E ela foi outra vez, urrando e balançando a espada. A grande lâmina negra rasgou a moradia em duas, mas não chegou a tocar Zen. Ele era esperto, quando a besta golpeou, saltou por uma janela logo ao seu lado, e a sua sorte o fez cair num monte enorme de feno, que amorteceu todo o impacto. Foi questão de levantar, que teve que desviar outra vez, pois o monstro já vinha com outro ataque. E outro, e mais um, e assim seguiu-se, com Zen desviando da melhor maneira que podia dos golpes consecutivos da criatura, esperando alguma brecha. Por que ele não está rápido como antes? O que você acha? Ele quebrou umas seis costelas!
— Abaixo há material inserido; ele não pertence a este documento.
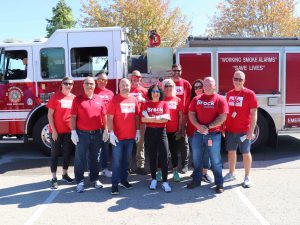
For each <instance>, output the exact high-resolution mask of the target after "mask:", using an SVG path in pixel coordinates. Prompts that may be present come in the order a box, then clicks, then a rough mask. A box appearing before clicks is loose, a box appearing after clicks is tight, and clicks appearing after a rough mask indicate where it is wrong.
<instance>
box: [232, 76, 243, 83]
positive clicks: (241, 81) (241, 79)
mask: <svg viewBox="0 0 300 225" xmlns="http://www.w3.org/2000/svg"><path fill="white" fill-rule="evenodd" d="M233 80H234V81H239V82H242V81H243V80H244V79H242V78H238V77H234V78H233Z"/></svg>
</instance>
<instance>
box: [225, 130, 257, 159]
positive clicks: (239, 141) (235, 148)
mask: <svg viewBox="0 0 300 225" xmlns="http://www.w3.org/2000/svg"><path fill="white" fill-rule="evenodd" d="M244 135H246V133H230V132H226V134H225V145H226V151H229V150H235V151H236V150H237V148H239V150H240V153H242V154H243V153H249V152H250V148H251V140H248V139H246V140H244V141H243V142H242V141H241V139H240V138H241V137H242V136H244Z"/></svg>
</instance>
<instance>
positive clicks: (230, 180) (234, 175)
mask: <svg viewBox="0 0 300 225" xmlns="http://www.w3.org/2000/svg"><path fill="white" fill-rule="evenodd" d="M235 179H236V177H235V174H234V173H227V174H226V175H225V176H224V177H223V180H224V182H228V181H233V180H235Z"/></svg>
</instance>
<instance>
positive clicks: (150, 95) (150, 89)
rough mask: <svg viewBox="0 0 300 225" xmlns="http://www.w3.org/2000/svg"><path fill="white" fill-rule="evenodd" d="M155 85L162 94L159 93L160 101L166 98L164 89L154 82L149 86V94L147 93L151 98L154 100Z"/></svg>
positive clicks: (148, 92) (149, 99) (151, 98)
mask: <svg viewBox="0 0 300 225" xmlns="http://www.w3.org/2000/svg"><path fill="white" fill-rule="evenodd" d="M155 87H157V88H158V90H159V92H160V95H159V101H162V100H164V98H165V95H164V92H163V91H162V89H161V88H160V87H159V86H158V85H157V84H153V85H151V86H150V87H149V89H148V94H147V95H148V98H149V100H153V98H152V90H153V88H155Z"/></svg>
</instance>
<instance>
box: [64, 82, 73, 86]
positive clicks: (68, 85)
mask: <svg viewBox="0 0 300 225" xmlns="http://www.w3.org/2000/svg"><path fill="white" fill-rule="evenodd" d="M63 85H65V86H73V83H68V82H63Z"/></svg>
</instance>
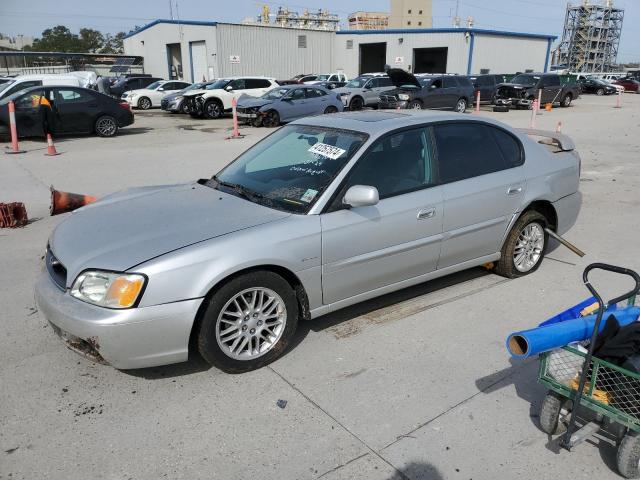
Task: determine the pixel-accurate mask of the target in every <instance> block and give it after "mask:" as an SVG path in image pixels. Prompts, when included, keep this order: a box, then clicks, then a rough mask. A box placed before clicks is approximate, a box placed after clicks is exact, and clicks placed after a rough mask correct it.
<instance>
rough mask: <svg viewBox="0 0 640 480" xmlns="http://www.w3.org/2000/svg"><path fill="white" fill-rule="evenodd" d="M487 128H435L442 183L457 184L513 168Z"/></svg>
mask: <svg viewBox="0 0 640 480" xmlns="http://www.w3.org/2000/svg"><path fill="white" fill-rule="evenodd" d="M490 129H493V127H488V126H486V125H483V124H480V123H472V122H468V123H467V122H465V123H445V124H440V125H435V126H434V133H435V138H436V146H437V149H438V167H439V171H440V181H441V182H442V183H451V182H457V181H460V180H465V179H467V178H472V177H479V176H481V175H486V174H489V173H494V172H498V171H500V170H505V169H507V168H511V167H512V166H513V165H512V164H510V163H507V162H506V161H505V159H504V155H503V153H502V149H501V148H500V147H499V146H498V142H497V140H496V139H495V138H494V136H493V135H492V134H491V133H492V132H491V131H490Z"/></svg>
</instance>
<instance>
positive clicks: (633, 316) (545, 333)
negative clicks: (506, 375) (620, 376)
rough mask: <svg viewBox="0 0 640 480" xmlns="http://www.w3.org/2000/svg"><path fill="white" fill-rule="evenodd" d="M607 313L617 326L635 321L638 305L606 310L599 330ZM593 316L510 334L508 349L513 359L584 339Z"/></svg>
mask: <svg viewBox="0 0 640 480" xmlns="http://www.w3.org/2000/svg"><path fill="white" fill-rule="evenodd" d="M609 313H611V314H615V317H616V319H617V320H618V323H619V324H620V326H624V325H629V324H630V323H633V322H635V321H636V320H638V317H639V316H640V307H628V308H620V309H618V310H615V312H607V313H605V315H604V316H603V318H602V322H600V328H599V332H598V333H600V332H601V331H602V329H603V328H604V326H605V323H606V320H607V318H608V317H609ZM596 317H597V314H593V315H587V316H585V317H580V318H576V319H574V320H565V321H561V322H558V323H552V324H549V325H544V326H542V327H537V328H532V329H530V330H523V331H521V332H515V333H512V334H511V335H509V337H507V350H508V351H509V353H510V354H511V356H512V357H514V358H529V357H531V356H533V355H537V354H539V353H542V352H548V351H549V350H554V349H556V348H560V347H564V346H565V345H569V344H570V343H575V342H580V341H582V340H586V339H587V338H590V337H591V334H592V333H593V327H594V326H595V323H596Z"/></svg>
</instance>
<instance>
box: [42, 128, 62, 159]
mask: <svg viewBox="0 0 640 480" xmlns="http://www.w3.org/2000/svg"><path fill="white" fill-rule="evenodd" d="M45 155H46V156H48V157H55V156H56V155H60V154H59V153H58V152H56V146H55V145H54V144H53V138H52V137H51V134H50V133H47V153H45Z"/></svg>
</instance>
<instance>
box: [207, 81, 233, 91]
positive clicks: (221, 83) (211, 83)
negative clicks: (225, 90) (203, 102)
mask: <svg viewBox="0 0 640 480" xmlns="http://www.w3.org/2000/svg"><path fill="white" fill-rule="evenodd" d="M230 81H231V80H216V81H215V82H213V83H210V84H209V85H207V87H206V89H207V90H218V89H220V88H224V87H226V86H227V84H228V83H229V82H230Z"/></svg>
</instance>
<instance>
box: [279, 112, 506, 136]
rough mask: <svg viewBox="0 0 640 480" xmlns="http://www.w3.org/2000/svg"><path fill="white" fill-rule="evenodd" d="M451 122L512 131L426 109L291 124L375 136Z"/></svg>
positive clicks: (312, 121) (464, 117)
mask: <svg viewBox="0 0 640 480" xmlns="http://www.w3.org/2000/svg"><path fill="white" fill-rule="evenodd" d="M448 120H449V121H450V120H457V121H471V122H484V123H488V124H492V125H498V126H501V127H503V128H507V129H510V128H509V127H508V126H505V125H504V124H503V123H501V122H499V121H497V120H493V119H491V118H489V117H475V116H471V115H464V116H463V115H460V114H459V113H457V112H438V111H427V110H420V111H411V110H403V111H393V110H392V111H384V110H382V111H381V110H365V111H357V112H340V113H333V114H331V115H317V116H312V117H306V118H302V119H300V120H296V121H294V122H292V124H297V125H310V126H318V127H327V128H337V129H342V130H353V131H356V132H364V133H368V134H370V135H371V136H372V137H374V136H378V135H381V134H384V133H387V132H389V131H391V130H396V129H398V128H403V127H412V126H414V125H421V124H424V123H432V122H442V121H448Z"/></svg>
Foi uma loira que deu a ele a brecha que procurava. Ela usava uma imponente armadura de batalha, e a lança que ela arremessou atingiu bem na parte detrás do joelho do monstro, fazendo ela curvar o colossal corpo para trás. A criatura urrou, e Zen também. Saltou para o joelho da fera, e literalmente começou a correr, subindo por toda a extensão do corpo daquele gigante. Quando alcançou o topo do peito do monstro, saltou. Parecia voar, e o próprio tempo parou para que todos vissem a imagem daquele homem no céu, encarando o homem-touro com superioridade. Até mesmo aquela loira, a pessoa mais inabalável que já andou por essa terra teve que admitir. Aquela era uma cena impressionante.

Foi o grito de Zen que fez o tempo andar de novo, um grito de vitória. Enquanto caía até o chão, baixou a espada, rasgando todo o corpo do monstro numa linha vertical, da cabeça à virilha. Quando chegou ao chão, levou ainda um segundo para que o sangue jorrasse todo de uma só vez do ferimento da besta, proporcionando um banho de sangue à rua — o velho ajeitou-se na cadeira, enquanto as crianças o ouviam muito atentas, com olhos brilhantes. — Havia acabado, o monstro caiu de costas no chão, coberto de sangue. A vida dele havia terminado. E com a vida da besta, o vazio da mente de Zen finalmente rompeu-se, e toda a dor de seus ferimentos veio de uma só vez.

Ele caiu no chão. A última coisa que viu antes de desmaiar foi o rosto angelical de uma loira, gritando algo para ele.